1. Local Development

# Edit .env.dev for shared changes
vim .env.dev
git add .env.dev
git commit -m "update base config"
git push

# Edit .env.local for personal changes
vim .env.local  # Not committed
# No git commands needed

2. Testing Staging Config Locally

# Pull staging config
nself sync pull staging

# Switch to staging config for testing
nself env switch staging

# Run tests
nself build
nself start

# Switch back to local
nself env switch local

3. Emergency Production Fix

# Lead dev only
nself sync pull prod

# Make emergency change
vim .env.prod

# Apply immediately
nself build
nself restart

# Push change to remote
nself sync push prod

4. Adding New Variable to All Environments

As a developer:

# Add to .env.dev (shared)
echo "NEW_VAR=value" >> .env.dev
git add .env.dev
git commit -m "add NEW_VAR to configuration"
git push

# Tell Sr Dev and Lead Dev they need to add to their environment files

As Sr Dev:

# Add staging value
echo "NEW_VAR=staging-value" >> .env.staging
nself sync push staging

As Lead Dev:

# Add production value
echo "NEW_VAR=prod-value" >> .env.prod
nself sync push prod

Troubleshooting

Wrong Value in Use

Problem: You set a value in .env.local but it's not being used.

Solution: Check the cascade order.

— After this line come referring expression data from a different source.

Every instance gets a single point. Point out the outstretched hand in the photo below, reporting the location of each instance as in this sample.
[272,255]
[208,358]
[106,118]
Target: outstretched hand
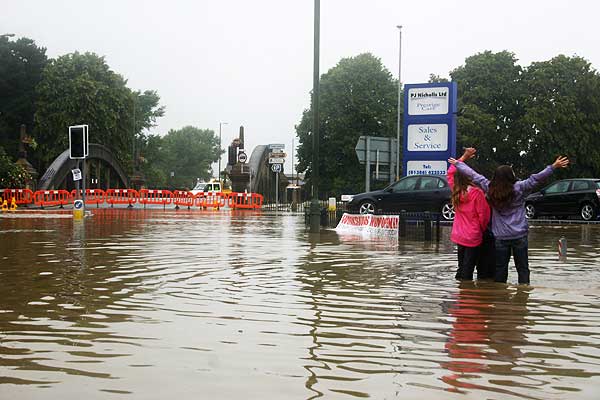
[469,153]
[561,162]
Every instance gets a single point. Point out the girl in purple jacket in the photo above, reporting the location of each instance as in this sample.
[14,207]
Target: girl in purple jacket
[507,196]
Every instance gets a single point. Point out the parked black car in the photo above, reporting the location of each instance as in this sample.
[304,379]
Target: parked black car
[411,193]
[565,198]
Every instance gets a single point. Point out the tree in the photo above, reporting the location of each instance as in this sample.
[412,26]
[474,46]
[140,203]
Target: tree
[81,88]
[187,152]
[21,65]
[11,175]
[562,115]
[490,100]
[357,97]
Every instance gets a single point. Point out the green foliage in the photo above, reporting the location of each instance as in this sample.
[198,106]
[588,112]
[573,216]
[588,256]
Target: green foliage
[11,175]
[79,89]
[358,97]
[562,115]
[21,65]
[491,104]
[527,116]
[187,152]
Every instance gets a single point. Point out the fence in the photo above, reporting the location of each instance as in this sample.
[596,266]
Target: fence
[129,197]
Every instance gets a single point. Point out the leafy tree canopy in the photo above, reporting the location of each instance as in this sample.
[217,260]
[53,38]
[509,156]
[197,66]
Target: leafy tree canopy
[11,175]
[81,88]
[21,65]
[527,116]
[357,97]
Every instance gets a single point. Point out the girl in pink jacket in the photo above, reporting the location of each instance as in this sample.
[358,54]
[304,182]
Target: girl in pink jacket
[472,215]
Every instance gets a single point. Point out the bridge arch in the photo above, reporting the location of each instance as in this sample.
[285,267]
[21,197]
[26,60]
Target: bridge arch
[57,174]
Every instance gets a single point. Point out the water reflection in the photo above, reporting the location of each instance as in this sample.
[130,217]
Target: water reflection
[188,304]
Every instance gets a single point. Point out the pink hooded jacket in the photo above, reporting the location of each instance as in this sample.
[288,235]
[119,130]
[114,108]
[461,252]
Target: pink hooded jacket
[472,216]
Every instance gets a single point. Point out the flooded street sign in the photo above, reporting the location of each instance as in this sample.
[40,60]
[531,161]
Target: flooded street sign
[268,309]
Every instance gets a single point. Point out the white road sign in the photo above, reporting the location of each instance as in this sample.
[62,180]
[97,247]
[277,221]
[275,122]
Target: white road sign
[76,174]
[280,154]
[277,168]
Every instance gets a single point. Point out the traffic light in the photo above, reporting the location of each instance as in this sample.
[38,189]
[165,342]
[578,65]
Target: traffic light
[78,142]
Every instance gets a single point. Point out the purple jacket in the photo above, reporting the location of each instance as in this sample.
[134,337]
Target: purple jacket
[509,223]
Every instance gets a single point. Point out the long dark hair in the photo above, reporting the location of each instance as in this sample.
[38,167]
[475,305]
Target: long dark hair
[501,191]
[459,189]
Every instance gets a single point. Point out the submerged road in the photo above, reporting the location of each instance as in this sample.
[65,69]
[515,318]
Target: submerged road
[153,304]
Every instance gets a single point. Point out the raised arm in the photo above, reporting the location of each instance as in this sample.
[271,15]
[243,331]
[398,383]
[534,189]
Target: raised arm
[450,175]
[467,155]
[477,179]
[534,180]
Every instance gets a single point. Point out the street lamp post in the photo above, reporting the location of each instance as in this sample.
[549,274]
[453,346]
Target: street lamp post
[220,124]
[399,100]
[315,211]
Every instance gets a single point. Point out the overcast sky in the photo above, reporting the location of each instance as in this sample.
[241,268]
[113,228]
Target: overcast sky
[249,62]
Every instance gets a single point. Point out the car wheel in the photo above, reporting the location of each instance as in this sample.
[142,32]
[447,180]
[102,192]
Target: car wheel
[529,211]
[448,212]
[587,212]
[366,207]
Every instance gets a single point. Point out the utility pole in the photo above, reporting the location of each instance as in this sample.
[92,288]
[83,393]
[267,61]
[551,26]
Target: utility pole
[219,174]
[315,210]
[399,100]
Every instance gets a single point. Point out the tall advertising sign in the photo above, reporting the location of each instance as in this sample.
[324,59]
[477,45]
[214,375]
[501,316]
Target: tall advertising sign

Later files override earlier ones.

# Check which file has the value
grep "POSTGRES_PASSWORD" .env.dev
grep "POSTGRES_PASSWORD" .env.local

# The .env.local value should be used

Staging Config Not Syncing

Problem: Changed .env.staging on staging server but not seeing changes locally.

Solution: Pull the latest config:

nself sync pull staging

Secrets File Missing

Problem: .env.secrets doesn't exist on production server.

Solution: Generate it:

# On production server
nself config generate-secrets

# This creates .env.secrets with generated values

Port Conflict Between Environments

Problem: Local dev uses port 8080, but staging also tries to use 8080.

Solution: Use different ports in each environment:

# .env.dev
NGINX_PORT=8080

# .env.staging
NGINX_PORT=8081

# .env.prod
NGINX_PORT=443  # HTTPS only

Best Practices

  1. Keep .env.dev minimal - Only shared defaults
  2. Never commit .env.local - Add to .gitignore
  3. Never commit secrets - Use .env.secrets on servers
  4. Use meaningful defaults - change-me for passwords
  5. Document required variables - List in README
  6. Rotate secrets regularly - Especially in production
  7. Audit changes - Use nself audit logs config

Next Steps


Key Takeaway: The cascading environment system lets you have one source of truth (git) while allowing safe local development and secure production secrets. Understand the order and you'll never have configuration issues.